Элизабет пришлось долго втолковывать этой старой женщине, что она пришла не за носками, а за ключами. Старая Евлалия никак не могла вспомнить, куда она их дела. В конце концов ее дочь обнаружила их где-то на кухне.

– Я так и думала, что они лежали там, – проворчала старая Евлалия, схватив свое добро костлявыми пальцами. – Идемте!

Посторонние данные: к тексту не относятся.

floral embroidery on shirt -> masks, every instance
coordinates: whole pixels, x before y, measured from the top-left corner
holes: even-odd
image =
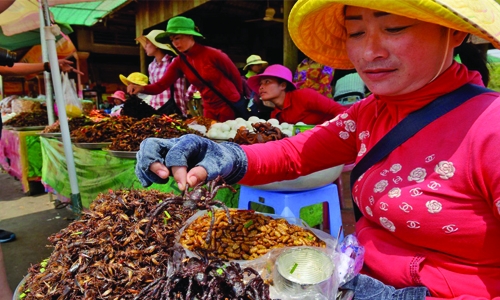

Возбужденно блеснул ее левый глаз, правый же был прикрыт бельмом. Патрис присоединился к Элизабет и Евлалии у домика сторожа.

– Дай, я сам открою, Евлалия, – попросил он.

Но старуха упрямо качала головой в чепце: это в ее обязанности входило сопровождать посетителей. Ее рука дрожала так сильно, что ключ чудом вошел в замок после нескольких попыток. Дверь скрипнула и отворилась. Элизабет вошла в прохладную тень. Патрис открыл одно окно, потом ставни, которые оборвали ветку плюша. В солнечном свете стали видны отштукатуренные стены, потрескавшиеся, с зелеными пятнами старой краски, местами можно было увидеть красные расколотые плиты, а по всем углам паутину. Печь для топки углем и каменная раковина говорили о том, что раньше здесь была кухня. Оттуда Элизабет перешла в пустую квадратную комнату, голубые обои которой вздулись и отвалились кусками, затем в другую, забитую старой пыльной мебелью, и наконец, в туалет, где над умывальником на одном гвозде висело зеркало в бамбуковой раме.

– Вот видишь, дорогая, здесь все такое ветхое и все рушится, – печально сказал Патрис.

– А здесь у них стояла кровать, – прошамкала старая Евлалия, – здесь шкаф и большой стол…

Сгорбленная, она внимательно оглядывала все вокруг. Подбородок ее дрожал. Связка ключей позвякивала у нее на поясе. Она напоминала старую фею. Вот сейчас она махнет волшебной палочкой и пыль улетучится, а мебель вернется на свои места.

– Этот домик очень мил, и я думаю, было бы нетрудно привести его в порядок.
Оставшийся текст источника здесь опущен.